# Matrix equation implies invertibility

Let $D = \operatorname{diag}(\lambda_1, \ldots, \lambda_n)$ be a diagonal matrix with positive entries $\lambda_i > 0$ (some of them might coincide). If we have the matrix equation $A D A^t = D$, does it follow that $A$ is invertible with $A^t = A^{-1}$?

It is obviously true if $A$ and $D$ commute. For $(2\times 2)$-matrices one can check by hand that the claim is true. I expect a counter-example for bigger matrices, but can not come up with one.

#### Solutions Collecting From Web of "Matrix equation implies invertibility"

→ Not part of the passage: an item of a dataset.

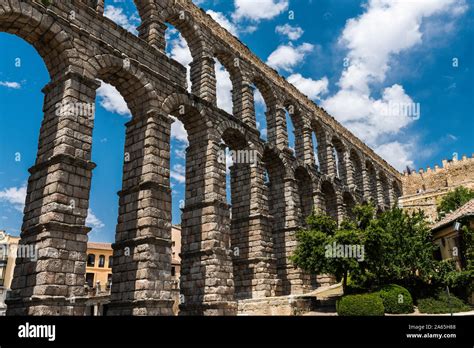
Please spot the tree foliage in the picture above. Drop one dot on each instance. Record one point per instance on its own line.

Presumably all matrices here are real square matrices. Let $Q=D^{-1/2}AD^{1/2}$. Then the equation in question becomes $QQ^T=I$. Hence $Q$ must be real orthogonal and $A$ must be in the form of $D^{1/2}QD^{-1/2}$. Therefore, $A$ in invertible but it’s not necessarily orthogonal. For instance, consider
$$D=\pmatrix{1\\ &2},\ Q=\frac1{\sqrt{2}}\pmatrix{1&-1\\ 1&1}, \ A=D^{1/2}QD^{-1/2}=\pmatrix{\frac1{\sqrt{2}}&-\frac12\\ 1&\frac1{\sqrt{2}}}.$$